It’s been a while between warm-ups, I know. They are a necessary feature to cover the myriad ethics issues that arise daily, even though even with them the task is impossible. Unfortunately, the format also requires almost twice as much time as a normal, single issue post, and the warm-ups usually prompt fewer comments and clicks, I’m not sure why. Fortunately, I don’t write Ethics Alarms for clicks. But it’s been chaotic around here lately, and I haven’t had many uninterrupted hours to prepare on of these multi-matter posts. This certainly isn’t one. Well, let’s just see what happens…
1. Of all people….Sarah Palin has advised Ron DeSantis to “stay Governor.” “DeSantis doesn’t need to [run],” Palin said in an interview with Newsmax. “I envision him as our president someday but not right now. He should stay governor for a bit longer,” she added. “He’s young, you know. He has decades ahead of him where he can be our president.” Someone needs to explain to Sarah the principle of ethics estoppel. Palin abandoned the job the citizens of Alaska elected her to do based in the belief that she would fulfill her commitment to do it, resigning as governor in 2009 after just three years on the job. If there is one person in the U.S. who has no standing to advise anyone to “stay governor,” it’s her.
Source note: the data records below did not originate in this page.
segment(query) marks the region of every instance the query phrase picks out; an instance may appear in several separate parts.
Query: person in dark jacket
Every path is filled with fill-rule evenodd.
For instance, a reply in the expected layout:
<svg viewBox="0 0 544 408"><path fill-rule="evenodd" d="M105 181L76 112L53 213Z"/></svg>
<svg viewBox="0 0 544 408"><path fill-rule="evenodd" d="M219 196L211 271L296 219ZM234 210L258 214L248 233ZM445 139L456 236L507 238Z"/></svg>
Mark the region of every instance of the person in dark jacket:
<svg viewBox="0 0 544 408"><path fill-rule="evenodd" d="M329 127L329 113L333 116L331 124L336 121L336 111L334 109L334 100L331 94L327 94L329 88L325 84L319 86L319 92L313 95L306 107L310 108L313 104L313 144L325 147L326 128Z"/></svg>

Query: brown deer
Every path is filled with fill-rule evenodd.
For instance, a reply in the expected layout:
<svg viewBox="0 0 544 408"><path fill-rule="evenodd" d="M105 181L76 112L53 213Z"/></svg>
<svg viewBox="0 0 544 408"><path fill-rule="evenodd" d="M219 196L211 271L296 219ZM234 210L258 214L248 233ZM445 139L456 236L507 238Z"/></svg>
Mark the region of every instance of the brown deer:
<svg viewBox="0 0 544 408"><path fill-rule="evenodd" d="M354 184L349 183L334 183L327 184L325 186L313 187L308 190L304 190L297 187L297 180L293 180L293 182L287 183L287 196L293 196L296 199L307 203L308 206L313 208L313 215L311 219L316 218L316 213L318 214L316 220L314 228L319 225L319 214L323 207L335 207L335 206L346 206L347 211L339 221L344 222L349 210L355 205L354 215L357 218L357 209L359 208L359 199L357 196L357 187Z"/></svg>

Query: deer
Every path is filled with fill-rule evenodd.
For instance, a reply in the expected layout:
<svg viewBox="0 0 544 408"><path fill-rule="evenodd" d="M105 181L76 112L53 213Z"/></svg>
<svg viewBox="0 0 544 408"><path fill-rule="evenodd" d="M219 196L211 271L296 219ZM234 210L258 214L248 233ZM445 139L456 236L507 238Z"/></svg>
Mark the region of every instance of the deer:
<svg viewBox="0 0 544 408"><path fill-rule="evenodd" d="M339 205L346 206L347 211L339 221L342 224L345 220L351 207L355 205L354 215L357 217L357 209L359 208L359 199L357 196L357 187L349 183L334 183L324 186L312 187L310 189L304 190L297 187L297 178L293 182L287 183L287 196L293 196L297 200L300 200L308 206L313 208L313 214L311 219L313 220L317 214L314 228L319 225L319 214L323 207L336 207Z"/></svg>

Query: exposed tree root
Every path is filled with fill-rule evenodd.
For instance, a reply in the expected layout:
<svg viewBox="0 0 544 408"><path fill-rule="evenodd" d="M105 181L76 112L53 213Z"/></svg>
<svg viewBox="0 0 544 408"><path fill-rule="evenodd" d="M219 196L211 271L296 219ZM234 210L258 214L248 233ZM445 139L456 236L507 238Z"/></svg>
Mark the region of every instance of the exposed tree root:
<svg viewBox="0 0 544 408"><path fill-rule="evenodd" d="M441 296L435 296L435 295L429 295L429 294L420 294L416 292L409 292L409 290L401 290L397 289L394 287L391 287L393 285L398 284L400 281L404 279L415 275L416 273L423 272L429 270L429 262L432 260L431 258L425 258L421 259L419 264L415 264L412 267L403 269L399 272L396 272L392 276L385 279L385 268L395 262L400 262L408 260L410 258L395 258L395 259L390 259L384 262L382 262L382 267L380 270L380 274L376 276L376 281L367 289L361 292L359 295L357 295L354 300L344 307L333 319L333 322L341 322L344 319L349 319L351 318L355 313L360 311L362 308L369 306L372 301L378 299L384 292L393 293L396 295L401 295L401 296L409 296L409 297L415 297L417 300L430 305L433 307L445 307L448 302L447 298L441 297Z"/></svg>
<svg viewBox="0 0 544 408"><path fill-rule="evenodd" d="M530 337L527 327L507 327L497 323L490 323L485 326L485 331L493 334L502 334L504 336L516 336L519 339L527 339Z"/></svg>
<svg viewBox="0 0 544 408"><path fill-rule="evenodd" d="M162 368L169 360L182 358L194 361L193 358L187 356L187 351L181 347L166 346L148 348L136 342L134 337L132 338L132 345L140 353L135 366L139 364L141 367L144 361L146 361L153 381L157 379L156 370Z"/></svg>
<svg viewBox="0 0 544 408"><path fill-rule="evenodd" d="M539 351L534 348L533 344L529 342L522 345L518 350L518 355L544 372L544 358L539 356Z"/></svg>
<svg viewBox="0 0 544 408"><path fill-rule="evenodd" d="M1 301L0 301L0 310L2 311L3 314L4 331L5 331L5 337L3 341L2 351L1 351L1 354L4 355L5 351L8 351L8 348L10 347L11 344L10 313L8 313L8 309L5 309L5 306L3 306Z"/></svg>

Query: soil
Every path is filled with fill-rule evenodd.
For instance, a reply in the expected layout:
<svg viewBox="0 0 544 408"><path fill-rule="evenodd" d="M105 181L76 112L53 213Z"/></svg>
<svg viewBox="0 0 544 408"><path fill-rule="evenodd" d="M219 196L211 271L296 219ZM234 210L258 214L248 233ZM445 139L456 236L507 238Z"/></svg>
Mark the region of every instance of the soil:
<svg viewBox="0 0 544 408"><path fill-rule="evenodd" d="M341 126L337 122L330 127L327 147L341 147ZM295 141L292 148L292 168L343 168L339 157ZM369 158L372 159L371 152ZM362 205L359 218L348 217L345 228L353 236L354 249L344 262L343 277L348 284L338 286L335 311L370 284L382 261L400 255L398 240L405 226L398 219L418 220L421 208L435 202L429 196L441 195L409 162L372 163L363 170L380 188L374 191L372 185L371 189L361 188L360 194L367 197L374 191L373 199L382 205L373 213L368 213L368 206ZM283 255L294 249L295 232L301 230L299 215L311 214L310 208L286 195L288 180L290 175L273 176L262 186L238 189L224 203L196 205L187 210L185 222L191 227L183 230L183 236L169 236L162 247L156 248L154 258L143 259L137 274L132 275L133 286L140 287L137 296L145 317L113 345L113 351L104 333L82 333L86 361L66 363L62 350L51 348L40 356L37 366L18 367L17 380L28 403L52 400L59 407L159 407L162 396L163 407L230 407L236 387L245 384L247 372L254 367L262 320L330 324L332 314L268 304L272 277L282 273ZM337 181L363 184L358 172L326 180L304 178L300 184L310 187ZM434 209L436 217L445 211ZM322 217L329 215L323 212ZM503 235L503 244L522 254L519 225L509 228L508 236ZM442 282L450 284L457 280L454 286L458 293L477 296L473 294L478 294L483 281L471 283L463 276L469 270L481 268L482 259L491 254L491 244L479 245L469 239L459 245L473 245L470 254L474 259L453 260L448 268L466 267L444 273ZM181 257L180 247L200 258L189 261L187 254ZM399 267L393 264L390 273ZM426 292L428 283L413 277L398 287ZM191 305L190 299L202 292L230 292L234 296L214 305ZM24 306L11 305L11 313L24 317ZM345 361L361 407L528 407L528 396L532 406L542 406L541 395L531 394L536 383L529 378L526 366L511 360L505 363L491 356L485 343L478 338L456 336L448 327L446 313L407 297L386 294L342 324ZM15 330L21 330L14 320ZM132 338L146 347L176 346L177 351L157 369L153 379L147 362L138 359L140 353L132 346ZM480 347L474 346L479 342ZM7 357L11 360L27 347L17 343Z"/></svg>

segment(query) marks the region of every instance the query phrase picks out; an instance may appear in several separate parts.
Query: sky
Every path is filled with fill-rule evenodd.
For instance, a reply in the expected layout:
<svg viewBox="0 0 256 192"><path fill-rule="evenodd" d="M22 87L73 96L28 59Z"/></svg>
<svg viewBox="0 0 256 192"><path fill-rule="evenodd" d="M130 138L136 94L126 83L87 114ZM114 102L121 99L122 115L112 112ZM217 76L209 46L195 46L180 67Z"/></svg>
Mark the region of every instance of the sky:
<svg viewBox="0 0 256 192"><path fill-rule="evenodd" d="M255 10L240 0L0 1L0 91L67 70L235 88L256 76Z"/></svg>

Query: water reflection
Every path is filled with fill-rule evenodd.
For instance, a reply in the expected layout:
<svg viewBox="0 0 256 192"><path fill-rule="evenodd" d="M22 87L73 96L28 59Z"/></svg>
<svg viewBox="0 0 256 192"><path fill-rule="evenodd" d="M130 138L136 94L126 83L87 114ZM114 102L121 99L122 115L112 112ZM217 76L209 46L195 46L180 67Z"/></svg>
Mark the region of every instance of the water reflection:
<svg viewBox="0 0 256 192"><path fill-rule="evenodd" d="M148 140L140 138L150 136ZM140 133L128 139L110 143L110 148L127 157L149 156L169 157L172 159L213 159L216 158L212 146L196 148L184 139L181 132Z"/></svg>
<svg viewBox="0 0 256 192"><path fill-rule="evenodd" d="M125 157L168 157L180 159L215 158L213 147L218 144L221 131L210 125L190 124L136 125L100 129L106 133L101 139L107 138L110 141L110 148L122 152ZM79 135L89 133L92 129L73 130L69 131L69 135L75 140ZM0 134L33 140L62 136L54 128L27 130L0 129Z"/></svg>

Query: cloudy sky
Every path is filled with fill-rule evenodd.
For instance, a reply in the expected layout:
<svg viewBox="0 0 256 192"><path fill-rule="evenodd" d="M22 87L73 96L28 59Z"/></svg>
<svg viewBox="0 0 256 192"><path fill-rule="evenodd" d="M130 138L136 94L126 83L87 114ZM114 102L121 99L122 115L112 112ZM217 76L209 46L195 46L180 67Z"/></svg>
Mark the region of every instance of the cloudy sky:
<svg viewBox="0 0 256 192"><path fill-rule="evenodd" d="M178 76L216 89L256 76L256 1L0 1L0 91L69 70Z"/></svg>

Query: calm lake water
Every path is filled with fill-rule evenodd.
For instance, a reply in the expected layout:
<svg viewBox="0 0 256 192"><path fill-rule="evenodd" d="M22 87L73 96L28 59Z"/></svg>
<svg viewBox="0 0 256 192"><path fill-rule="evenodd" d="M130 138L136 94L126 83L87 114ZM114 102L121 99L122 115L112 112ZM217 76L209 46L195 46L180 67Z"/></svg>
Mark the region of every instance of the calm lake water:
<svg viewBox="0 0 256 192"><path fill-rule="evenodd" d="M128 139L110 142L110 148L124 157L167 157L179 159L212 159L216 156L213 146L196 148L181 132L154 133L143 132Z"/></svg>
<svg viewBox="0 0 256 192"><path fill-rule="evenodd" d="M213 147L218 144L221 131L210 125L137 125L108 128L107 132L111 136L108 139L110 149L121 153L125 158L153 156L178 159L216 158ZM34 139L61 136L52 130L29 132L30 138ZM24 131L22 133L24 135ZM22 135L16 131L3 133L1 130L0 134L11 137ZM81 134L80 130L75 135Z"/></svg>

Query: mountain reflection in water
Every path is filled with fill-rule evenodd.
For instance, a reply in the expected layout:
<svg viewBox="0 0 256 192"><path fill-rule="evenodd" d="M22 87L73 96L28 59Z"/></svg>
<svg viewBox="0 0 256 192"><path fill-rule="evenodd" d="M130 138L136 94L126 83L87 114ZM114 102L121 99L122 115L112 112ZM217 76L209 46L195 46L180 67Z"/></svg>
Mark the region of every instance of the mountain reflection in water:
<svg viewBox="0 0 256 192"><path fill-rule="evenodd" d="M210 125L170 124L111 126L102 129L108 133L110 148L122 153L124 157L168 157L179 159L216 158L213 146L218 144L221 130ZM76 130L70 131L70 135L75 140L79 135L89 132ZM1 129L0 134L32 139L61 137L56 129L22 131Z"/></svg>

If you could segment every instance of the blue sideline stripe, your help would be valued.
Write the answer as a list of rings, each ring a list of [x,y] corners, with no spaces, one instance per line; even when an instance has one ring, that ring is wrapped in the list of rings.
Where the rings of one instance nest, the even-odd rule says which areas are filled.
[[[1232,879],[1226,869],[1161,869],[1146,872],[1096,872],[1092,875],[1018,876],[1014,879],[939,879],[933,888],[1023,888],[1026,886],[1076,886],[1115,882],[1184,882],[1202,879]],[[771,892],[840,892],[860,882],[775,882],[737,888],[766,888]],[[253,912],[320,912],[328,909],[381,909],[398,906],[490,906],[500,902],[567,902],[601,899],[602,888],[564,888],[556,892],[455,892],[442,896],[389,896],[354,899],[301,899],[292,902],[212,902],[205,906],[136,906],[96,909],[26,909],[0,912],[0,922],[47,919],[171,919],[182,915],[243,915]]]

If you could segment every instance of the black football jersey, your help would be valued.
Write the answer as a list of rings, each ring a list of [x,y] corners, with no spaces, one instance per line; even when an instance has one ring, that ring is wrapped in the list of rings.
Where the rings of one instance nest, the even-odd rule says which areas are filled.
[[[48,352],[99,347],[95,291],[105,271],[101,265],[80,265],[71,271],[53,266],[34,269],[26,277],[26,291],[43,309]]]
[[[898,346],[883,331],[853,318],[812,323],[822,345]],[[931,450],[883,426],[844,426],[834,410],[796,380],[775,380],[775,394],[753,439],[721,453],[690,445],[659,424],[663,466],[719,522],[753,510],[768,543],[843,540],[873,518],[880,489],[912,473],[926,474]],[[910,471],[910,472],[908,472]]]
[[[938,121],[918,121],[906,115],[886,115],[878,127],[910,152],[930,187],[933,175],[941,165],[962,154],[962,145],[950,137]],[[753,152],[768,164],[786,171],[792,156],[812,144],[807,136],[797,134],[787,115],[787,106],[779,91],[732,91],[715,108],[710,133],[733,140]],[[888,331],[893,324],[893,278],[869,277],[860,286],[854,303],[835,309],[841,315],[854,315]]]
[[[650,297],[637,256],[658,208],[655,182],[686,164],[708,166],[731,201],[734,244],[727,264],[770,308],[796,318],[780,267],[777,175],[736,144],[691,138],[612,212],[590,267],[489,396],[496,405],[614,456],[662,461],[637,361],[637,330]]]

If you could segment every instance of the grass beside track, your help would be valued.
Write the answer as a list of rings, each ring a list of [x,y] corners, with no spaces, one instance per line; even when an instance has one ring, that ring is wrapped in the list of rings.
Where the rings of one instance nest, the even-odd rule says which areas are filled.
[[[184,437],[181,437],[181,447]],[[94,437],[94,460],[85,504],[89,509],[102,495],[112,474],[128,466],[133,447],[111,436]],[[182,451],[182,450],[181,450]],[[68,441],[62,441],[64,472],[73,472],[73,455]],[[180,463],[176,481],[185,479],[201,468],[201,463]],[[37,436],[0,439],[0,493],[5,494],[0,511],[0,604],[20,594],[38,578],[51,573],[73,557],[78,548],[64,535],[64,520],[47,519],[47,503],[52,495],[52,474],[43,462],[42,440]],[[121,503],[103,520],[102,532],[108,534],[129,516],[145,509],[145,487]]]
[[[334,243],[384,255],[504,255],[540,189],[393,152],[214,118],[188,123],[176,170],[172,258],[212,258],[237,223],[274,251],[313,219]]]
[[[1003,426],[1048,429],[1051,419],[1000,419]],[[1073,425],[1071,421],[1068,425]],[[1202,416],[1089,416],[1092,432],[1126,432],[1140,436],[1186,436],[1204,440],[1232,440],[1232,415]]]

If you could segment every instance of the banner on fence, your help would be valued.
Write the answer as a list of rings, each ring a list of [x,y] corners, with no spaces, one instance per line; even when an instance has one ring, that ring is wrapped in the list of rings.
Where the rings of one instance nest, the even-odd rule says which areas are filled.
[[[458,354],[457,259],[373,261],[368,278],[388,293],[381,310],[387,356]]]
Palin was horrible and unethically mistreated by the news media when she ran for VP with John McCain. Savaging her was part of the MSM’s push to elect Barack Obama; meanwhile, it ignored the obvious deficits of Obama’s running mate, a guy named Joe Biden. I defended Palin then, ethically so, but virtually everything she has said or done since has almost—almost-–made me regret it.
2. Oh for heaven’s sake….The Department of the Interior’s U.S. Fish and Wildlife Service is offering “eco-grief” training to employees who are anxious and depressed about the impending planetary doom from climate change, among other things. The training is supposed to define their eco-grief and allow employees an opportunity to “examine their emotions” while giving them “and “tools to cope.” The HBO series “Big Little Lies” had an episode where second-grader had a crippling panic attack while her teacher was explaining that global warming was going to end life on Earth if we didn’t act quickly. But then she was six. Any U.S. government employee who suffers from “eco-grief” is too juvenile, emotionally stunted and unstable to be a public employee. The remedy for “eco-grief” is to grow the hell up.
An employee of Fish and Wildlife said, “The FWS is in absolute crisis when it comes to funding and staffing. Most refuges I know have lost 50 to 60% of their staff over the last 12 years. And yet consider how much time, money, energy and staff time is being spent on spreading the woke message. Would the FWS support its employees having a booth and being dressed in uniform and while on the clock supporting a pro-life festival?”